Author : Virginia H. Aksan
Publisher : Cambridge University Press
Page : 291 pages
File Size : 41,21 MB
Release : 2007-07-26
Category : History
ISBN : 0521817641
Publisher description
Author : Godela Weiss-Sussex
Publisher : Routledge
Page : 287 pages
File Size : 49,53 MB
Release : 2017-12-02
Category : Literary Criticism
ISBN : 1351192655
"A special double issue of Publications of the English Goethe Society to celebrate the 70th birthday of Professor Martin Swales (UCL, UK) This volume collects papers from a conference held at the Institute of Germanic and Romance Studies in October 2010. The conference aimed to analyse how literary texts articulate (and give voice to) ideas and ideologies. In contrast to most philosophy, literature rarely makes claims to systematic conceptual rigour. Literary statements are always conjectural; they are also conditioned by the conventions of the genre in which they are made.

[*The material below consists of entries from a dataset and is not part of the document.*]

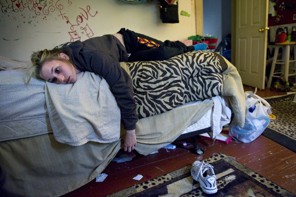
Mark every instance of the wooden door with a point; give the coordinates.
(250, 40)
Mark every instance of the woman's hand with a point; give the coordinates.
(130, 140)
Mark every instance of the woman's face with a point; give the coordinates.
(59, 71)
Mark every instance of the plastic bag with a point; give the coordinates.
(257, 119)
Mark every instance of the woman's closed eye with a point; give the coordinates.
(53, 80)
(57, 70)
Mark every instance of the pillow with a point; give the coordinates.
(83, 111)
(22, 106)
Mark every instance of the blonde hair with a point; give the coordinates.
(40, 57)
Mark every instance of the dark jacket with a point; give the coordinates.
(102, 55)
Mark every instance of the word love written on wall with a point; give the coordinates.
(29, 11)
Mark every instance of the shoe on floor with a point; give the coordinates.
(205, 175)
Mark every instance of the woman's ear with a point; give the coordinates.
(64, 56)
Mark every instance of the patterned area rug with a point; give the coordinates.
(283, 129)
(233, 179)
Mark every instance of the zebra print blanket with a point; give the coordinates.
(160, 86)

Because literature is such a hypothetical medium of expression, it is uniquely suited to philosophical experimentation. Indeed, because literature invokes imagined or remembered experience, it functions as a laboratory in which ideas may be tested against experience. Literature's formal qualities, which allow for statement and counter-statement, move and counter-move, make it a highly sophisticated mode of discourse in which to test out ideas. Concepts can be played against each other, and genre conventions may be adhered to or subverted, in order to create multiple layers of signification. The papers presented are published here in this special issue of Publications of the English Goethe Society, and take account of German (or European) poetry, drama or prose literature from 1750 to the present day."
Author : T. Austin Graham
Publisher : Oxford University Press
Page : 314 pages
File Size : 45,86 MB
Release : 2013-01-31
Category : History
ISBN : 0199862117
In the late nineteenth and early twentieth centuries, American authors pioneered a mode of musical writing that quite literally resounded beyond the printed page. Novels gained soundtracks, poetry compelled its audiences to sing, and the ostensibly silent act of reading became anything but. The Great American Songbooks is the story of this literature, at once an overview of musical and authorial practice at the century's turn, an investigation into the sensory dimensions of reading, and a meditation on the effects that the popular arts have had on literary modernism. The writings of John Dos Passos, Theodore Dreiser, T.S. Eliot, F. Scott Fitzgerald, Langston Hughes, Jean Toomer, and Walt Whitman are heard in a new key; the performers and tunesmiths who inspired them have their stories told; and the music of the past, long out of print and fashion, is recapitulated and made available in digital form. A work of criticism situated at the crossroads of literary analysis, musicology, and cultural history, The Great American Songbooks demonstrates the importance of studying fiction and poetry from interdisciplinary perspectives, and it suggests new avenues for research in the dawning age of the digital humanities.